Later on, the FT’s Peter Spiegel also got his hands on the Commission’s analysis. His story ran at 6:15 EST, and was even shorter, at 566 words.

Necessarily, both stories cut out material from the original report, and as it happens neither of them mentioned the sharp uptick in future GDP growth. The first place I saw that was at Alphaville, with an anonymous post timestamped 02:44 GMT (someone was up late), which was 9:44 EST. “The baseline scenario in the report forecasts 4.3 per cent decrease in GDP this year,” said Alphaville, “followed by flat growth in 2013 and 2.3 per cent growth in 2014.” Clearly they had the analysis themselves, since those figures weren’t being reported anywhere else at the time.

But it wasn’t until 10:47 EST that the report finally appeared online, at Zero Hedge, allowing me to write my post. The Zero Hedge post has now reached 20,000 pageviews — a very big story by ZH standards.

Once the analysis was freely available online, it started propagating elsewhere, too: Alphaville (which, remember, had had access to it six hours earlier) finally posted it at 08:49 GMT, or 3:49am EST.

The analysis is very well written, clearly by a native English speaker:

There is a fundamental tension between the program objectives of reducing debt and improving competitiveness, in that the internal devaluation needed to restore Greece competitiveness will inevitably lead to a higher debt to GDP ratio in the near term. In this context, a scenario of particular concern involves internal devaluation through deeper recession (due to continued delays with structural reforms and with fiscal policy and privatization implementation). This would result in a much higher debt trajectory, leaving debt as high as 160 percent of GDP in 2020. Given the risks, the Greek program may thus remain accident-prone, with questions about sustainability hanging over it.

As such, I think it’s fair to say that the analysis itself was intrinsically superior to any of the news reports written about it. Given the choice between reading the Reuters story, or the FT story, or the primary document, virtually all market participants would plump for the primary document.

And yet neither Reuters nor the FT posted the document when they got their hands on it, preferring instead to simply write it up in their own words. Zero Hedge got the document more than six hours after Reuters did, but still gets all the glory of being the first site to post it.

There are three lessons here. The first is that reporters still don’t like posting primary documents, for various possible reasons. They might be worried about being sued for copyright violation, or they might have promised their source they wouldn’t post the document. More generally, reporters tend not to want to give away to their competitors information which they worked very hard to obtain.

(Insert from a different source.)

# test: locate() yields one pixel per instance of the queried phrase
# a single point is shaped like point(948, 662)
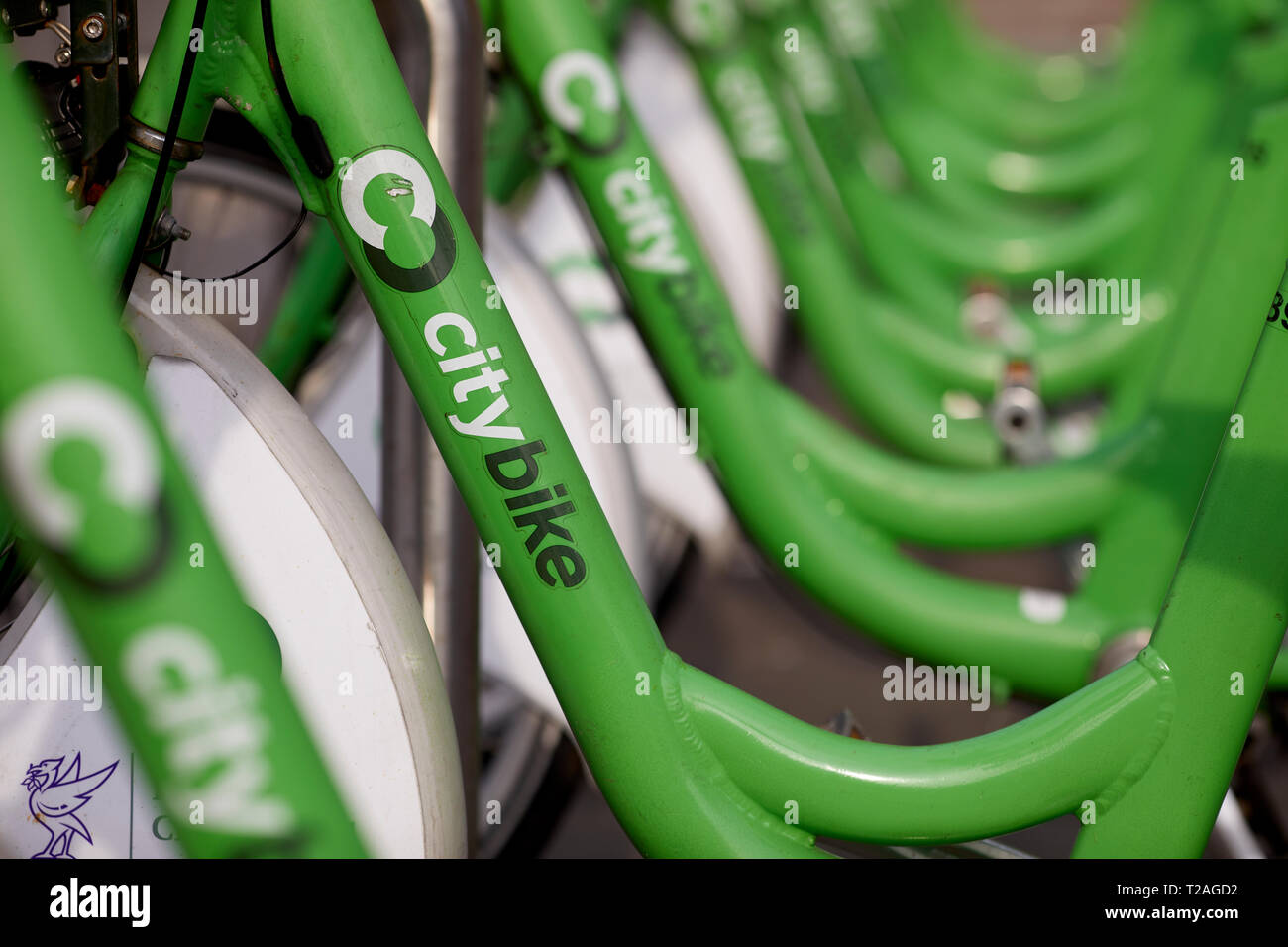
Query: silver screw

And as such, they’re often perfectly happy to promise not to post such documents: because they didn’t really want to in the first place.

The second is that legacy news organizations like Reuters and the FT still don’t think digitally: the unit of news is always the story, rather than, say, a primary document in PDF form. So if you obtain a primary document, the first thing you do is turn it into a story, rather than simply letting that document be the story.

Finally, it’s silly to assume that reporters are going to be particularly expert at extracting all the germane information from a report when they write it up. Especially when you’ve had a very long day, it’s late at night, you’re under time pressure, and you are looking at the document from a particular, inside-baseball perspective. Sometimes, reporters can add value when they write up primary documents, by putting them in perspective and in plain English. Other times, they miss important things. Either way, posting the document itself along with the write-up can only make the news story richer and more valuable. Even if doing so also helps the competition.